Molecular Engineering of Mechano­chromic Materials by Programmed C–H Arylation: Making a Counterpoint in the Chromism Trend

The development of facile methods for screening organic functional molecules through C–H bond activation is a revolutionary trend in materials research. The prediction of mechano­chromism as well as mechano­chromic trends of luminogens is an appealing yet challenging puzzle. Here, we present a strategy for the design of mechano­chromic luminogens based on the dipole moment of donor–acceptor molecules. For this purpose, a highly efficient route to 2,7-diaryl-[1,2,4]­triazolo­[1,5-a]­pyrimidines (2,7-diaryl-TAPs) has been established through programmed C–H arylation, which unlocks a great opportunity to rapidly assemble a library of fluorophores for the discovery of mechano­chromic regularity.
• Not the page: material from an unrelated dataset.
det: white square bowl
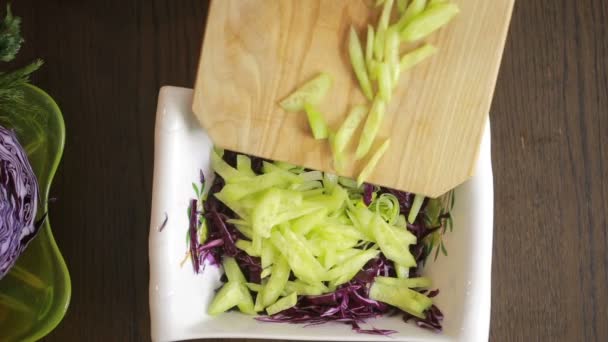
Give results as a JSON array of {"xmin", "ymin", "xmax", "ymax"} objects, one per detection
[{"xmin": 149, "ymin": 87, "xmax": 494, "ymax": 342}]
Molecular dipole moment can be employed to explain and further predict the mechano­chromic trends. The 2,7-diaryl-TAPs with electron-donating groups on the 2-aryl and electron-withdrawing groups on the 7-aryl possess a relatively small dipole moment and exhibit a red-shifted mechano­chromism. When the two aryls are interchanged, the resulting luminogens have a relatively large dipole moment and display a blue-shifted mechano­chromism. Seven pairs of isomers with opposite mechano­chromic trends are presented as illustrative examples. The aryl-interchanged congeners with a bidirectional emission shift are structurally similar, which provides an avenue for understanding in-depth the mechano­chromic mechanism.